We wrote about Fraser West Timber Co. Ltd.NYSE:WFG) in July this year, when we declared that momentum would continue in the forestry company after its second quarter results. Although the company T2 lack of earnings caused a temporary plateau in the stock price, West Fraser’s convincing third-quarter earnings beat, announced at the end of October, brought the shares back to the level of over $85, signifying resistance at overheads of between $87 and $89 per share) will most likely be tested in this latest bull move. Therefore, as things stand, WFG remains down approximately 3.85% (when we include dividend distributions) since our last comment in July. However, we reiterate our bullish stance on WFG for the following reasons.
If we plot a long-term graph of WFG, we see that two Buying signals appear to be within reach. The first is the MACD which is very close to giving a long-term buy signal due to the converging nature of the indicator’s trendlines. MACD crossovers are particularly notable on long-term charts due to the dual role of the indicator (momentum and trend) as well as the significant amount of information that is digested during the process. Additionally, if we can combine a MACD crossover with a crossover of the stock’s 10-month moving average above its 40-month counterpart, that would stack the odds in favor of a sustained uptrend in WFG at price. of the next two years.
Intermediate 5-year chart
As we see below, WFG stock has been consolidating for almost 3 years now. Since consolidation (forming a rectangle) began to take shape after the stock’s significant rise from the stock’s 2020 lows, we see this trend playing out as a continuation (bullish) trend over time. A decisive close above the stock’s all-time highs (February 2022 highs of over $99 per share) would confirm this trend. Furthermore, it is the high level of the trend that should interest investors as the forecast value would be for WFG to trade at $120 minimum per share if a breakout is indeed anticipated.
As Chartists, we believe that WFG’s technical data is the synthesis of all known information (whether fundamental or not) about West Fraser Timber at this time. Therefore, while the recent decision to divest several pulp mills and purchase a sawmill may not yet be fully reflected on the company’s balance sheet, the market has already digested the ramifications of how WFG continues its quest to become a leading producer of renewable energy. wooden construction supplier for its customers.

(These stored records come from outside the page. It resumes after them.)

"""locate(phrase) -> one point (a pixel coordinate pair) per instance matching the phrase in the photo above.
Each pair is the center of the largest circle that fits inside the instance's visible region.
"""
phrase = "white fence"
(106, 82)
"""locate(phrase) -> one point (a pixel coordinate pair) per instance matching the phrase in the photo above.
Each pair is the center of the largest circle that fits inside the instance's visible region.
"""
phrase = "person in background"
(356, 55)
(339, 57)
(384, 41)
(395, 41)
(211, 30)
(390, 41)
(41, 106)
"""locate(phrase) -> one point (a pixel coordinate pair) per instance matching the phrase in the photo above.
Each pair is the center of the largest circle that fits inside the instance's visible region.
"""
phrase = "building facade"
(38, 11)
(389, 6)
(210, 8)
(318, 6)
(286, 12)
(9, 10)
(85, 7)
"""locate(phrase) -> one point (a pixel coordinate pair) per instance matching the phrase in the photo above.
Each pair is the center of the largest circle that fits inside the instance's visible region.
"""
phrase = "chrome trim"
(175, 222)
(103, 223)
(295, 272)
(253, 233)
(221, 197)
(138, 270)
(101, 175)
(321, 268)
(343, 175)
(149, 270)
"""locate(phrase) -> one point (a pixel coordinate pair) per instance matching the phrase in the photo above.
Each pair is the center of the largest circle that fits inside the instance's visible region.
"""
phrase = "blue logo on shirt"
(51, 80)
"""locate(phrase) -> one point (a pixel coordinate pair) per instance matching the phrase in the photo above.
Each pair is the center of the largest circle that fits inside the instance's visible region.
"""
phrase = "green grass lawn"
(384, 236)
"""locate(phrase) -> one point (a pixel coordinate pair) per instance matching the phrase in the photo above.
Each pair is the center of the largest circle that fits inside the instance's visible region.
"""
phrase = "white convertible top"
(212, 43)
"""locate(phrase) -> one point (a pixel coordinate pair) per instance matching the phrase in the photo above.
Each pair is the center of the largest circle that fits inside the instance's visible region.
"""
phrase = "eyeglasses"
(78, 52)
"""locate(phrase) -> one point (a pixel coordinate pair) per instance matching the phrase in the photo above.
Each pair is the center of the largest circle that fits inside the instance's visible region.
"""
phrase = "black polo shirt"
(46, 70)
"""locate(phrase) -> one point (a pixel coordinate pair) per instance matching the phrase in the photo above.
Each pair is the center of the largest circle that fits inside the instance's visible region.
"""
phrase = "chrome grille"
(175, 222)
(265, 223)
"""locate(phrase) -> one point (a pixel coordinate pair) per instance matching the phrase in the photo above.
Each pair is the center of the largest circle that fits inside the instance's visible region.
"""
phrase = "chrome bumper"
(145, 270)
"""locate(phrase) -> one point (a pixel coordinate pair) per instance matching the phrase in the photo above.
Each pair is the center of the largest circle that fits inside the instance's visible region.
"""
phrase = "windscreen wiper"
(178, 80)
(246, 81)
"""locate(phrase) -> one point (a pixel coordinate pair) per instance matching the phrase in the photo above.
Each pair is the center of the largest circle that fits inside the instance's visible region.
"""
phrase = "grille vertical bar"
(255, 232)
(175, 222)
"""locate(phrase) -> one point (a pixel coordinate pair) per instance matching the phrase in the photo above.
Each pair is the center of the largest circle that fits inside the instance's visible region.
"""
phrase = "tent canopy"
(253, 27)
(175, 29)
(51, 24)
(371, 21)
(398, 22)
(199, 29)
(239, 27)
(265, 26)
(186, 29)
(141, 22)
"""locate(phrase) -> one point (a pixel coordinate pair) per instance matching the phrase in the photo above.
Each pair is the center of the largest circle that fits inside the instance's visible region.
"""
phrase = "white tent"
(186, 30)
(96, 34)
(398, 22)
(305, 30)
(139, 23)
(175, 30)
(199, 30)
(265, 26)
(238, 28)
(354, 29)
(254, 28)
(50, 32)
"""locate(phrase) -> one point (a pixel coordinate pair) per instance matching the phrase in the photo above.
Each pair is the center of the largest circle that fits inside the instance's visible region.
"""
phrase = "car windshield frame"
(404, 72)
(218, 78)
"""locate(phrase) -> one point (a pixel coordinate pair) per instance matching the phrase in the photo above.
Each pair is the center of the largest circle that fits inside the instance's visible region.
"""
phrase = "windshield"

We continue to believe WFG is undervalued, as shown below in its key valuation multiples. Although the company’s earnings and cash flow multiples may not reach the levels investors desire (the GAAP earnings multiple is actually negative on a trailing 12-month basis), we recommend investors focus more on the cheapness of WFG’s assets. As we see below (compared to the industry as a whole as well as WFG’s historical averages), the company’s trailing 12-month accounting multiple is valued at a significant discount to what we’re used to for this title.
|last 12 months
|WFG 5-year average
|Price to book
|Price to profits
Balance sheet strength
During WFG’s most recent quarter, shareholders’ equity exceeded $7.5 million, meaning book value has essentially tripled since the end of fiscal 2020. Suffice it to say, when a stock trades below book value (book value per share is more than $90 per share). stock currently), has negative debt when the cash balance is taken into account and is expected to increase its earnings aggressively, it is stacking the odds in favor of a rise in the stock price over the time. WFG really “made hay” when lumber prices soared in 2021 and 2022 and while this anomaly may not recur for some time, the company’s financial situation has improved without late in recent years. We reiterate our view that as long as WFG can generate enough sales (from its cheap assets) to generate profits and cash flow, then that same cash flow can be used to grow the business further. over time through investment, even when demand for lumber slows. certain periods to come. Therefore, taking into account the above and the company’s strong forward-looking vision growth way, we maintain that WFG remains a “buy” at this time.
In summary, we reiterate our bullish stance on West Fraser Timber due to its bullish technicals, strong growth curve, low valuation as well as its negative debt position. We look for the trend regarding the company’s strong EBITDA growth in T3 will continue through fiscal year 2024. We look forward to continued coverage.